A STALWART of village life and charity work, Mrs Belinda Evans, who has died at the age of 73,was the great,great, great grand-daughter of the aviation pioneer, Sir George Cayley, and one of the famous seven daughters of Sir Kenelm and Lady Cayley of Brompton-by-Sawdon near Scarborough.
Born in 1940, was the fourth of the daughters and grew up in the village which for generations was owned by the family estate.

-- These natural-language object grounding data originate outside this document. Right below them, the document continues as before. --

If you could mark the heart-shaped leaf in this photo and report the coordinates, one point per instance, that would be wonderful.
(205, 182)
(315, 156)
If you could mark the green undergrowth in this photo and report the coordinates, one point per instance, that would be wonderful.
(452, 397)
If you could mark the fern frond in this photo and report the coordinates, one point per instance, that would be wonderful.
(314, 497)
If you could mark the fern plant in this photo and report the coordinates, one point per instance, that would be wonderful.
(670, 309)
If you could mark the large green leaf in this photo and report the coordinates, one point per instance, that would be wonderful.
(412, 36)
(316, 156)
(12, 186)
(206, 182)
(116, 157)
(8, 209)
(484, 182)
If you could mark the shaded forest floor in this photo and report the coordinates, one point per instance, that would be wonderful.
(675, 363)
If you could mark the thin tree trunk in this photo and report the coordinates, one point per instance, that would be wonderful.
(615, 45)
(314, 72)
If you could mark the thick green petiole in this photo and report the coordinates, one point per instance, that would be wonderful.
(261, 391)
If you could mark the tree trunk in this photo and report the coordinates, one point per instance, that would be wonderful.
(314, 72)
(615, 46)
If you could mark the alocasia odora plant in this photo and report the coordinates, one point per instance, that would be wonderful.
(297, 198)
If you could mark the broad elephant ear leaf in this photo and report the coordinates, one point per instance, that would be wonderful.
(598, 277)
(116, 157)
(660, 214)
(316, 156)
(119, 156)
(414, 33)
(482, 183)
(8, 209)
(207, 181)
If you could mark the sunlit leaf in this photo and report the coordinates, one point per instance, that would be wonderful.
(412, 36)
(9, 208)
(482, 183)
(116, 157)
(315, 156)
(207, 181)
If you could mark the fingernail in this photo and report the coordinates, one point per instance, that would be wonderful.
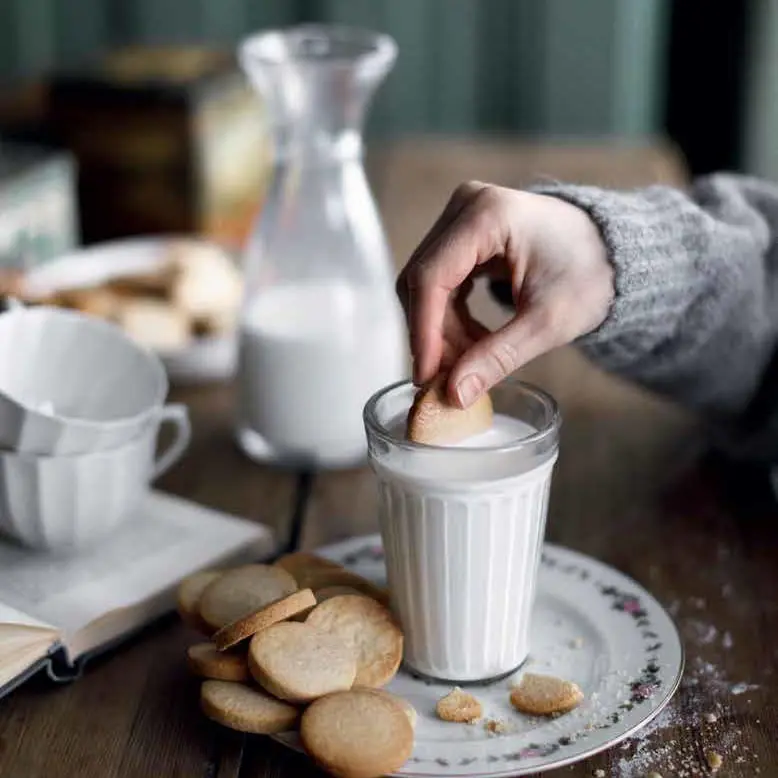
(468, 390)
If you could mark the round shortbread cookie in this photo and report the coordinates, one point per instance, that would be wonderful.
(326, 578)
(300, 561)
(242, 591)
(207, 662)
(545, 695)
(410, 711)
(240, 707)
(188, 596)
(299, 663)
(328, 592)
(369, 629)
(433, 420)
(357, 734)
(280, 610)
(459, 706)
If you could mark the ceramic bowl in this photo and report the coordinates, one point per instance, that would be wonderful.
(69, 502)
(73, 384)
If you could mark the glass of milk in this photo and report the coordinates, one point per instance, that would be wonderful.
(462, 528)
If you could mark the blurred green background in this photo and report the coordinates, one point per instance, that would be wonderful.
(566, 67)
(702, 73)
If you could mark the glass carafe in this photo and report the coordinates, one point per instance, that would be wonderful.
(320, 329)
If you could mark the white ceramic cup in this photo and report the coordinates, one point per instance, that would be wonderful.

After attending Hillside School in Scarborough and later Queen Ethelburgas College, Boroughbridge, she studied at a secretarial college in London, worked at the Medici Galleries before joining the East African Tourist Office in Trafalgar Square.

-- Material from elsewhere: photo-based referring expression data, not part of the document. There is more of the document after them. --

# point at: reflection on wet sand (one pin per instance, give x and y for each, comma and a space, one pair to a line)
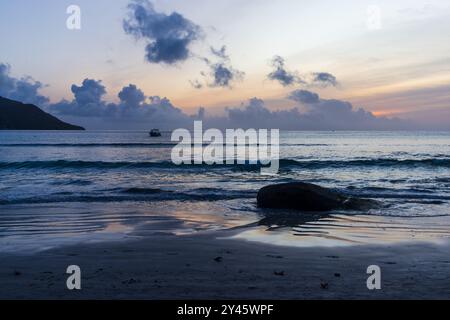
307, 230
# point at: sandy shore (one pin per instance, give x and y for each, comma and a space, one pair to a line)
210, 267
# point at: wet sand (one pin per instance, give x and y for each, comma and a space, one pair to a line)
212, 266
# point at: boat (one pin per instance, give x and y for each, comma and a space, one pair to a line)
155, 133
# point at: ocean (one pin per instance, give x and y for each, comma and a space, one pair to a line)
64, 187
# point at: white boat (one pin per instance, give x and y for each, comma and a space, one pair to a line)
155, 133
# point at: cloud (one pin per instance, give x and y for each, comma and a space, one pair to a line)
137, 111
312, 113
24, 89
131, 96
196, 84
324, 79
133, 111
280, 74
287, 78
221, 73
304, 96
168, 36
221, 53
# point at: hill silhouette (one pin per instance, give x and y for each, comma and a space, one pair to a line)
15, 115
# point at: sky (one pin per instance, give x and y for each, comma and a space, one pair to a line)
382, 64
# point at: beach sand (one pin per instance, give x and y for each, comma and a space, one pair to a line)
212, 266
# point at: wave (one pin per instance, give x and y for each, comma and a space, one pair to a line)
138, 195
284, 163
134, 145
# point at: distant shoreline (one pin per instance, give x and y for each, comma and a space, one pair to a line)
205, 267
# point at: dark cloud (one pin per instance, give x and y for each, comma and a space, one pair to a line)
87, 101
134, 111
131, 96
24, 89
169, 36
313, 113
196, 84
304, 96
221, 73
280, 73
287, 78
221, 53
324, 79
90, 92
224, 75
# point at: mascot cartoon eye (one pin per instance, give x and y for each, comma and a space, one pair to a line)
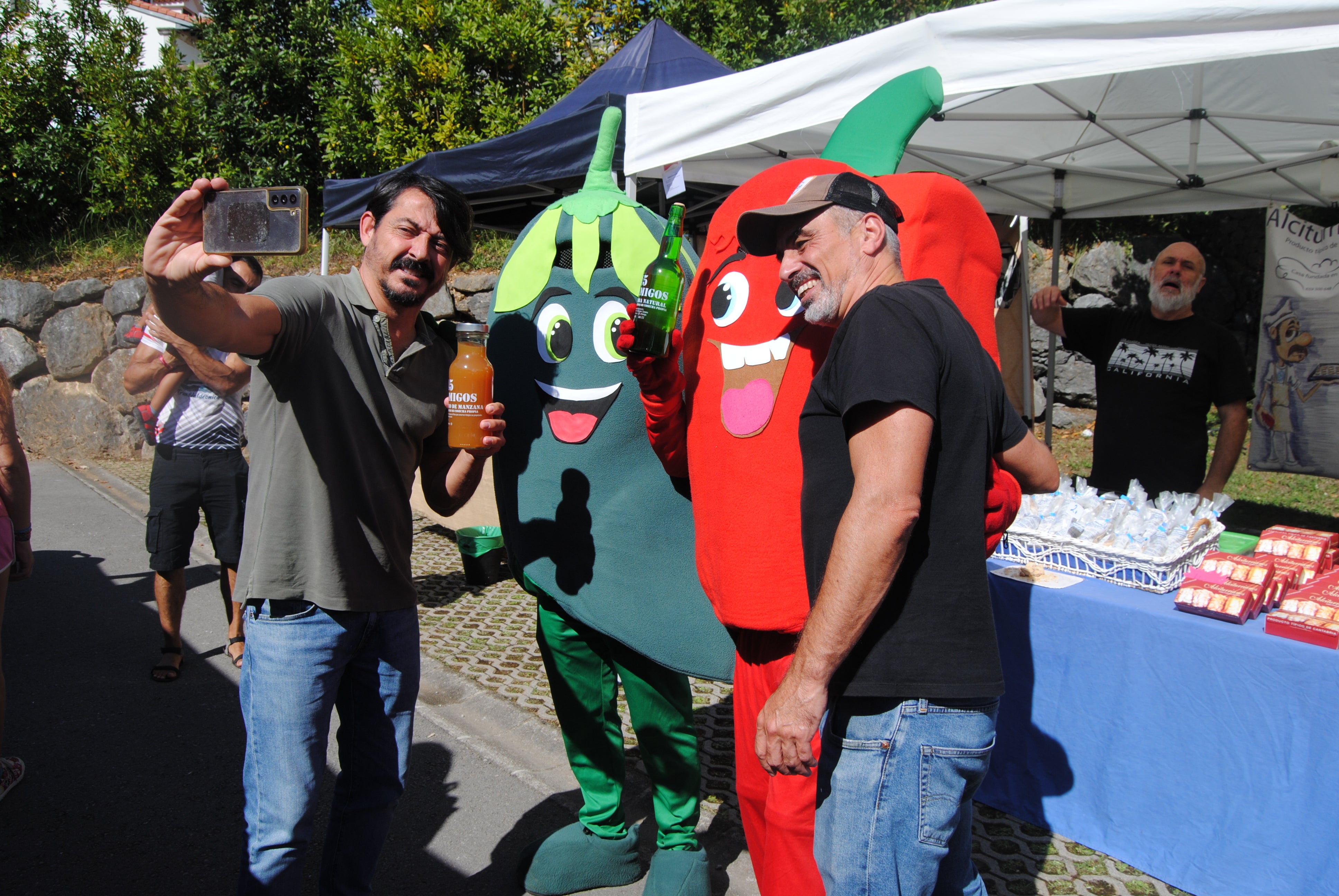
730, 298
606, 331
554, 333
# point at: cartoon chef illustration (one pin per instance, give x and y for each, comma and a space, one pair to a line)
1281, 382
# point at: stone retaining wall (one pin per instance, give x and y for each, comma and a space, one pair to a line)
66, 352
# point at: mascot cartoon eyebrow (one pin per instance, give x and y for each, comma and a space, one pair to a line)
600, 535
730, 422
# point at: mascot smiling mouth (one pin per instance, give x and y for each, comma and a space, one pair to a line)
575, 413
752, 382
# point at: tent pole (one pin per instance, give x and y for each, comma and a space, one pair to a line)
1025, 323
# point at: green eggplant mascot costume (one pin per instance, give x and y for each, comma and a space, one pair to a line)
600, 535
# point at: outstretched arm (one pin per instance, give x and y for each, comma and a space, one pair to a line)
204, 314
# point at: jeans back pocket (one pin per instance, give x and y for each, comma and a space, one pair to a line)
949, 777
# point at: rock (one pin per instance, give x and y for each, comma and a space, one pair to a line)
1040, 268
26, 306
108, 381
440, 305
1100, 267
80, 291
77, 339
19, 357
72, 418
125, 297
474, 282
124, 326
1093, 300
479, 305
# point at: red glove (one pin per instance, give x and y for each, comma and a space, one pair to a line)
662, 394
1002, 503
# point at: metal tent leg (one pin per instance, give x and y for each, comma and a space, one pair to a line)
1050, 343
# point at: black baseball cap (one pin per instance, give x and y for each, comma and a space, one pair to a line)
757, 230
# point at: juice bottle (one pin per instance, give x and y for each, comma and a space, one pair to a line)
471, 386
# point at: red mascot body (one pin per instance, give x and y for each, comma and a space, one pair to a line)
749, 358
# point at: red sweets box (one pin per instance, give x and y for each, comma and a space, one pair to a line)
1310, 630
1319, 599
1298, 544
1232, 602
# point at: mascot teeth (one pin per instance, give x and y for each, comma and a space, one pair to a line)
736, 357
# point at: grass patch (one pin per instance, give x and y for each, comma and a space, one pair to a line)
1262, 499
116, 254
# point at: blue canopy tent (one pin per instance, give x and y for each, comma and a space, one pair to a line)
508, 177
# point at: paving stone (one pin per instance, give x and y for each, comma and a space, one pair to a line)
488, 634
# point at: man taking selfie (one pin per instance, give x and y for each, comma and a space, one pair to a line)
349, 401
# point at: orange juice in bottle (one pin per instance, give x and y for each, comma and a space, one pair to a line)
471, 386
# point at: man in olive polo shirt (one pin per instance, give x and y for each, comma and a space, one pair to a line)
349, 401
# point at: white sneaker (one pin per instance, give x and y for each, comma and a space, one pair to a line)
11, 773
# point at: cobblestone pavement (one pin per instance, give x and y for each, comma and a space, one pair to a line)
488, 635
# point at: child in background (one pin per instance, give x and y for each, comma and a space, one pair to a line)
241, 277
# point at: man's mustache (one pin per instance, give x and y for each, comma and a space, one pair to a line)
418, 267
800, 279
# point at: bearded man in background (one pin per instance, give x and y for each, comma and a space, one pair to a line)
1159, 370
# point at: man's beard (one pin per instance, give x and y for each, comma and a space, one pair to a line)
405, 298
1172, 305
823, 302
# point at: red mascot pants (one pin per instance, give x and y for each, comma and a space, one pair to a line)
777, 812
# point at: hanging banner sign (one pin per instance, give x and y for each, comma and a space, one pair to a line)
1295, 425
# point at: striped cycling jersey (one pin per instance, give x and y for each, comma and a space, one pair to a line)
197, 417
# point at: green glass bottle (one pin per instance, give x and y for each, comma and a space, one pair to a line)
662, 291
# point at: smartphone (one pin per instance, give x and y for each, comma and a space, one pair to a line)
270, 220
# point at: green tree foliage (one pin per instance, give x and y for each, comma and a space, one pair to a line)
424, 75
84, 132
259, 96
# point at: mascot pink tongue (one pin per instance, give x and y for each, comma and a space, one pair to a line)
748, 410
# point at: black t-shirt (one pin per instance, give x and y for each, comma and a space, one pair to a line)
934, 637
1156, 381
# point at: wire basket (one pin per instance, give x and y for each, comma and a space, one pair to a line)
1108, 564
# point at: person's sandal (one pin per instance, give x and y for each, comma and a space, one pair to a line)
238, 661
173, 672
149, 421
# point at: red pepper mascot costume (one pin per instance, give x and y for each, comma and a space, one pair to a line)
732, 424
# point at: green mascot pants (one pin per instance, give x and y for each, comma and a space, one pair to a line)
586, 669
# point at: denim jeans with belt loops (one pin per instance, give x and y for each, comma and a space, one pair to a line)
302, 662
895, 796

It was while living in London with one of her sisters, Virginia, now Lady Storey, that she was to meet her husband, Mark, and the couple married in 1962, and had three children, Nicolas (correct), Amanda and Alex.
Mrs Evans' many interests included the Riding for the Disabled Charity with which she was involved for some 20 years, working from the Knightsbridge Barracks in London, and she also played a key part in the Distressed Gentlefolks Association, now known as Elizabeth Finn Care, a national charity which gives direct financial support to individuals in need, and helps millions more to gain access to the money available to them in welfare benefits and charitable grants.
She eventually became the national chairman of its committee.
The family returned to Mrs Evans' childhood home in Brompton, living at The Manor House following the death of Lady Cayley, and she quickly became involved in a catalogue of village activities and organisations, not least the parish church of All Saints, Brompton-by-Sawdon Cricket Club, and took up game shooting after the family bought farmland at nearby Wydale, and says Mark, she became a most competent shot.
She was anxious that the village's history as the place where the first aircraft was flown thanks to Sir George, the 6th Baronet, and where the poet William Wordsworth was married, should be recognised for future generations.
As a result a major celebration of the aviation pioneer's success was marked in 2003 with the building and flying of a replica of the original aircraft by Sir Richard Branson, watched by a 3,000 strong crowd in the very valley, Brompton Dale, where Cayley's coachman had flown it. Then, Mrs Evans was to be involved in the celebration of Wordsworth's life in a festival which attracted major interest nationally.
Her life took on another dimension when she acted as her husband's consort in 2002-03 when he was High Sheriff of North Yorkshire.
In a tribute from the family, Mr Evans said: "Belinda was a great lover of the countryside and village life. She was terribly fond of flowers, especially wild varieties, and of her dogs, but she was also a wonderful wife, mother and grandmother who just enjoyed meeting and being with people, especially when they needed help.Belinda was a lady with an infectious personality and a wonderful sense of humour."
Mrs Evans' funeral will be held at All Saints, Brompton-by-Sawdon on Friday May 2 at 12 noon, followed by interment in the family section of the graveyard.